Another instance of hand-lining comes from Beni Hasan.[786] The same register contains a representation which is not only the earliest (c. 2000 b.c.) of fishing with a Rod known in the whole world, but is also (with the exception of that from the tomb of Kenamūn at Thebes[787]) the only depictment, I believe, of the Rod till we reach Greece about the sixth century b.c.
Unless the passion for sport pure and simple dominated rich and poor alike, we can fairly surmise that Angling yielded good results. The man in the Beni Hasan illustration, whether a fishing ghillie, or a professional fisherman belonging to the province which the tomb’s owner governed, or a peasant fishing on his own, is not merely posing for his picture.
THE EARLIEST REPRESENTATION OF ANGLING, c. 2000 B.C.
From P. E. Newberry, Beni Hasan, Pt. 1, Pl. 29.

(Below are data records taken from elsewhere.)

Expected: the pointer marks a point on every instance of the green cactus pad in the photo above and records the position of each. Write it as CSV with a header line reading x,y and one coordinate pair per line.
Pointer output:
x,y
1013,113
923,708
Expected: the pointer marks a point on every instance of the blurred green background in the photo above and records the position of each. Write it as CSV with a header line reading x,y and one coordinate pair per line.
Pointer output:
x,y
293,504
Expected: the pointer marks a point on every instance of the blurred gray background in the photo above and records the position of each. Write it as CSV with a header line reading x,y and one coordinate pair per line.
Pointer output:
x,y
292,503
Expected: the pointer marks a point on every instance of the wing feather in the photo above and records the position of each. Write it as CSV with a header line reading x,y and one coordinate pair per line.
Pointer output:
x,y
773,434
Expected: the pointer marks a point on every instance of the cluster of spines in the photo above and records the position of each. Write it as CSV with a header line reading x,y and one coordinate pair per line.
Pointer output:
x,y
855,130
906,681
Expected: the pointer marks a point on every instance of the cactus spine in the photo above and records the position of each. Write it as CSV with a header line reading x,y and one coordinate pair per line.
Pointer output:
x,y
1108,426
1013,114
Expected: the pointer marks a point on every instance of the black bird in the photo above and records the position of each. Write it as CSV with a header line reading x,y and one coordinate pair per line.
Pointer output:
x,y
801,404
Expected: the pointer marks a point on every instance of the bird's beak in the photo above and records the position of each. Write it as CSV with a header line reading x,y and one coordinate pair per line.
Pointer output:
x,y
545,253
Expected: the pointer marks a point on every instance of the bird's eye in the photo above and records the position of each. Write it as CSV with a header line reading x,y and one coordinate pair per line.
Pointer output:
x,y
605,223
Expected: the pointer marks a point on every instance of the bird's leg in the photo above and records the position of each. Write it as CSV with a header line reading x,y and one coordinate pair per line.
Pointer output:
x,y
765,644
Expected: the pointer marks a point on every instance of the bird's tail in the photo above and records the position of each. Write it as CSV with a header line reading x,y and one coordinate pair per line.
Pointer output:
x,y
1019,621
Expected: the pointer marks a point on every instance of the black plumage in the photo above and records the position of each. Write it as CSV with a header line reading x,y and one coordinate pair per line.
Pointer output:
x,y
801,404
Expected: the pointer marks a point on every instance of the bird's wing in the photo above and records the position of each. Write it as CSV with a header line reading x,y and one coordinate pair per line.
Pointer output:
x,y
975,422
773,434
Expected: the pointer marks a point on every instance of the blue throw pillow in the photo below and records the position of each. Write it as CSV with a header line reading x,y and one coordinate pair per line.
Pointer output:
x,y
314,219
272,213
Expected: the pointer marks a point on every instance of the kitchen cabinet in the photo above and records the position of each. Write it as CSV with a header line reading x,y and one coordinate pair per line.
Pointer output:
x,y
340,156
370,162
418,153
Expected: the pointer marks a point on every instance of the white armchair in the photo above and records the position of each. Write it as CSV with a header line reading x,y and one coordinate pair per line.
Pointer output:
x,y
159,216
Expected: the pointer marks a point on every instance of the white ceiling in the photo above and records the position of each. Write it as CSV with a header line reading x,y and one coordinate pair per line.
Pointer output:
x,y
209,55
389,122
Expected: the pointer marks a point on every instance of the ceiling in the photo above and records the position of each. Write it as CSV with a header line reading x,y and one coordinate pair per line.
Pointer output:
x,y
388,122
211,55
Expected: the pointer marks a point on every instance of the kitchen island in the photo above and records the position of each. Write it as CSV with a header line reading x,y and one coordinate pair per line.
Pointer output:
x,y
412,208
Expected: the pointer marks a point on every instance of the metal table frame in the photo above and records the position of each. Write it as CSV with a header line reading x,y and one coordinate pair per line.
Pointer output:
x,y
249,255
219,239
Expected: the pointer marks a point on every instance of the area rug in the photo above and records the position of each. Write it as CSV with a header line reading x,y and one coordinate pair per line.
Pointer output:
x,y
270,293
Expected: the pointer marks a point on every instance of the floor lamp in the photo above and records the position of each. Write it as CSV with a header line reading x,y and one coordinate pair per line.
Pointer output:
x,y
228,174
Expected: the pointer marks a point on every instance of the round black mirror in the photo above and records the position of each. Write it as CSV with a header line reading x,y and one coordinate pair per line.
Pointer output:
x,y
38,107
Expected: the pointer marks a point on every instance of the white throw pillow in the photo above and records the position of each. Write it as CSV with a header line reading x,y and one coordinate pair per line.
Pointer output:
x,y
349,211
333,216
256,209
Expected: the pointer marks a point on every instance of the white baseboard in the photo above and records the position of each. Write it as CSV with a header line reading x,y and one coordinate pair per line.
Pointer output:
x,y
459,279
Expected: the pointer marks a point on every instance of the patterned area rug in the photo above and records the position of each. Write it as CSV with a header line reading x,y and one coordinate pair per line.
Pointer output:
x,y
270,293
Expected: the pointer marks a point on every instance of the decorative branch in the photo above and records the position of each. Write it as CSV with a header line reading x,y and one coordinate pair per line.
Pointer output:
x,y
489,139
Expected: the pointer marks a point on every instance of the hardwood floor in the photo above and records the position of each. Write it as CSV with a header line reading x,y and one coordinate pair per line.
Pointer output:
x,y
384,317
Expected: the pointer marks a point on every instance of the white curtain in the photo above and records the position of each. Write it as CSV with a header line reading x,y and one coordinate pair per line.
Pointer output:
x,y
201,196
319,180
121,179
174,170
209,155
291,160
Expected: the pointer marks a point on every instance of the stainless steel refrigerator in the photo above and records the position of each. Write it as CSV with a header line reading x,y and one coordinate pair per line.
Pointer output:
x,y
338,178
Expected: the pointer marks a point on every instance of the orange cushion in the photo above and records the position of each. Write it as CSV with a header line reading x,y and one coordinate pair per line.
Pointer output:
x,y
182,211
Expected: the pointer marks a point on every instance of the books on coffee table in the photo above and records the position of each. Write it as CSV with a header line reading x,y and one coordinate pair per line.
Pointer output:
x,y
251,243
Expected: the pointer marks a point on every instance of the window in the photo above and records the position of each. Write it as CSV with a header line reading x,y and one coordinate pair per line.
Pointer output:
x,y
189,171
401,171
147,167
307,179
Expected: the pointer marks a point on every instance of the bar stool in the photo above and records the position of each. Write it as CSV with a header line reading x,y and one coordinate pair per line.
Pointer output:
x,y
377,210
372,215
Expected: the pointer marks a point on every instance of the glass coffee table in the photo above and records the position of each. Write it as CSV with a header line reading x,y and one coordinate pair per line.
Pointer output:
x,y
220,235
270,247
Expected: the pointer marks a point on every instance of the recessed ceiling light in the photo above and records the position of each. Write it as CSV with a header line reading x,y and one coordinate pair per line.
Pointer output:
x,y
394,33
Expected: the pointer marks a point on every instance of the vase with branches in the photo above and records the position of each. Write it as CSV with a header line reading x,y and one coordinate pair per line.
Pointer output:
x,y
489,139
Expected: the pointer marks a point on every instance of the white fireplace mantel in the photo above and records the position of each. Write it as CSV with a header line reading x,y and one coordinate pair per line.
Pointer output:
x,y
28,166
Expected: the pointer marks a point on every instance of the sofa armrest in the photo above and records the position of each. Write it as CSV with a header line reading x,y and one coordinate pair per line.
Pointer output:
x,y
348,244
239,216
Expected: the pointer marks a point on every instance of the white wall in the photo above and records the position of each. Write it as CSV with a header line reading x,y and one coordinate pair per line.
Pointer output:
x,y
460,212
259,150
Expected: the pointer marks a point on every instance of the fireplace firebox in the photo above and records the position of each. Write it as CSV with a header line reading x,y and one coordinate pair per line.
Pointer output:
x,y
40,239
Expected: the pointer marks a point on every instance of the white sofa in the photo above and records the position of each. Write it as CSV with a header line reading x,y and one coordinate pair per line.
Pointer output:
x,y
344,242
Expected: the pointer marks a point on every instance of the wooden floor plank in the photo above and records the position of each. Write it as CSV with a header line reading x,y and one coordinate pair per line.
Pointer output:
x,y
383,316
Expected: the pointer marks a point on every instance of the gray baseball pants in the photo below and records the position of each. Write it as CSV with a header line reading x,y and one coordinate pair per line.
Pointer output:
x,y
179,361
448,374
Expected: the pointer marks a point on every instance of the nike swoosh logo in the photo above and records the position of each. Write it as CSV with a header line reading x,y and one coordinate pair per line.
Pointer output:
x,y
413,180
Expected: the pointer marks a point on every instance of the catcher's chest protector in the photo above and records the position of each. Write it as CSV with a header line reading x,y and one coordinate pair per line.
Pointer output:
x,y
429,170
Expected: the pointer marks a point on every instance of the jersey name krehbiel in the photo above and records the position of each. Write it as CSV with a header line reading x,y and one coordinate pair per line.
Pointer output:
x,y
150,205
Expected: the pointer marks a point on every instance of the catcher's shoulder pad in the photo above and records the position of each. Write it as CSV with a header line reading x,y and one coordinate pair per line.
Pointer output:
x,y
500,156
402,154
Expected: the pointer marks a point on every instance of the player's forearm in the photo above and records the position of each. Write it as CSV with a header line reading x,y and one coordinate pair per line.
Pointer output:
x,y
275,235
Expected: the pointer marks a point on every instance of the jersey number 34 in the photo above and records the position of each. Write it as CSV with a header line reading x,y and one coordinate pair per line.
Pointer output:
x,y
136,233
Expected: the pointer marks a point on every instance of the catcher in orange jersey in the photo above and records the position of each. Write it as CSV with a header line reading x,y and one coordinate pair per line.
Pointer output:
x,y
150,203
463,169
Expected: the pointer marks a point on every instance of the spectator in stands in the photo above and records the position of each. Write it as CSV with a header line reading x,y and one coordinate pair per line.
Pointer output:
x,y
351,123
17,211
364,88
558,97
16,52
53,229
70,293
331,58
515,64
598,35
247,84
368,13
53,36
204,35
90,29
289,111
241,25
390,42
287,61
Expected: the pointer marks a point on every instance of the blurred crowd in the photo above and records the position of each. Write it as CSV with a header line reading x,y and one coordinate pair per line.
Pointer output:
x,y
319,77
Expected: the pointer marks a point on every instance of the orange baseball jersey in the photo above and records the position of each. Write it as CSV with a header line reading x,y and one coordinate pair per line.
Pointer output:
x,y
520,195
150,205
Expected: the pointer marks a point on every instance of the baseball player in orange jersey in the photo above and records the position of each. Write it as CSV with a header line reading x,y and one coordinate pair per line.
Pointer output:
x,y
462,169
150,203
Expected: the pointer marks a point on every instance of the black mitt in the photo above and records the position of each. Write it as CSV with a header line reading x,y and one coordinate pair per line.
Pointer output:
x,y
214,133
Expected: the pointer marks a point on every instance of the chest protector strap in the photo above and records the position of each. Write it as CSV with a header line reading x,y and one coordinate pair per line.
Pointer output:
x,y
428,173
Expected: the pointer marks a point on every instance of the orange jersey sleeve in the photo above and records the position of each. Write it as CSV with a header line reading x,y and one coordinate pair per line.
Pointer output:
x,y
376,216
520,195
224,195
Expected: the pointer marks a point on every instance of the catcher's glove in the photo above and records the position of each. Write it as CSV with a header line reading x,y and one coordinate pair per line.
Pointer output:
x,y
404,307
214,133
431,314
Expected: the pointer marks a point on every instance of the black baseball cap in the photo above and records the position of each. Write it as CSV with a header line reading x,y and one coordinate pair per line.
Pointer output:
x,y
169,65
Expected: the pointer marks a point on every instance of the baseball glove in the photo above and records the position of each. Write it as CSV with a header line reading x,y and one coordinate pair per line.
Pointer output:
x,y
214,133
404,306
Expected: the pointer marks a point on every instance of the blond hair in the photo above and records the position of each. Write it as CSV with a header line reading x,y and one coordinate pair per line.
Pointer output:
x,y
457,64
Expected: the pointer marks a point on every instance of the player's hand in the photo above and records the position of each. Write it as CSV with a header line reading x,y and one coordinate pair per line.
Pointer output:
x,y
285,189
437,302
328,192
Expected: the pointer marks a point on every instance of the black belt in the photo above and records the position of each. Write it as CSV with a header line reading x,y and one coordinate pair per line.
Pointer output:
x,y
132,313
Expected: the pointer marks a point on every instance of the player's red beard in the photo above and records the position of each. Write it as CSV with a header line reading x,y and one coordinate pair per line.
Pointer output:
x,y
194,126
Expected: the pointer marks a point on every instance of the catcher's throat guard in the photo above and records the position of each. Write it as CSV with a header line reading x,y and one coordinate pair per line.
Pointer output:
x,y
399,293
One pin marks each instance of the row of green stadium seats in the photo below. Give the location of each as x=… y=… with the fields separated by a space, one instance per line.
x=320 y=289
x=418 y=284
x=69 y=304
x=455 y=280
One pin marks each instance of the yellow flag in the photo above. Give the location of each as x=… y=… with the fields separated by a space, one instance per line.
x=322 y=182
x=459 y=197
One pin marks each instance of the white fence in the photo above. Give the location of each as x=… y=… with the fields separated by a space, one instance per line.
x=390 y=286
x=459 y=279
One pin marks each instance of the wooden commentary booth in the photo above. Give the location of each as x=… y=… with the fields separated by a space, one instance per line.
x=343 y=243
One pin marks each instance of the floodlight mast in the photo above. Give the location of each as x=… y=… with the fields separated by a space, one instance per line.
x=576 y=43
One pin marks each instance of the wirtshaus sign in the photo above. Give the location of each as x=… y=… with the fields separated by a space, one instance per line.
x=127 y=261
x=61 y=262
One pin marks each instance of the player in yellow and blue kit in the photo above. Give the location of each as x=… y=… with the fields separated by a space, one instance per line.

The Theban illustration (some six hundred years later) squares with Wilkinson’s statement “sometimes the angler posted himself in a shady spot by the water’s edge, and, having ordered his servants to spread a mat upon the ground, sat upon it as he threw his line: some, with higher ideas of comfort, used a chair, as stout gentlemen now do in punts upon retired parts of the Thames.” The beat of our piscator, whose fishing lines should be closely studied, was probably not on “a retired part” of the Nile, but on one of his own vivaria, which, as in Assyria and Italy, ensured a supply of fresh fish in hot weather.
The lengths of the Rod and of the Line, if we may compute them by the height of the Anglers, assimilate fairly well to the eight cubits or six feet of Ælian’s Macedonian weapon some two millennia later.
Figures of fish caught by the mouth indicate baits, but no data enable us to identify their nature. Wilkinson’s statement “in all cases they adopted a ground bait, without any float” leaves itself open to question. In the Beni Hasan scene of Angling, which he entitles Fishing with Ground Bait, neither the hieroglyph attached nor anything else shows that, although in this instance no float appears, the bait was resting at the bottom, and not moving in the stream. The tombs generally may have led him to conclude that floats were unknown, but a netting scene in the Tomb of Ti shows a large float, presumably indicating the exact spot occupied by the trap in the water.[788]
The ancient Egyptian, if he employed the practice of his modern successor, used scraps of meat, lumps of dough, minnows, and bits of fish.[789] In connection with the last two a very curious passage in the Book of the Dead runs, “I have not caught fish with bait made of fish of their kind.”[790]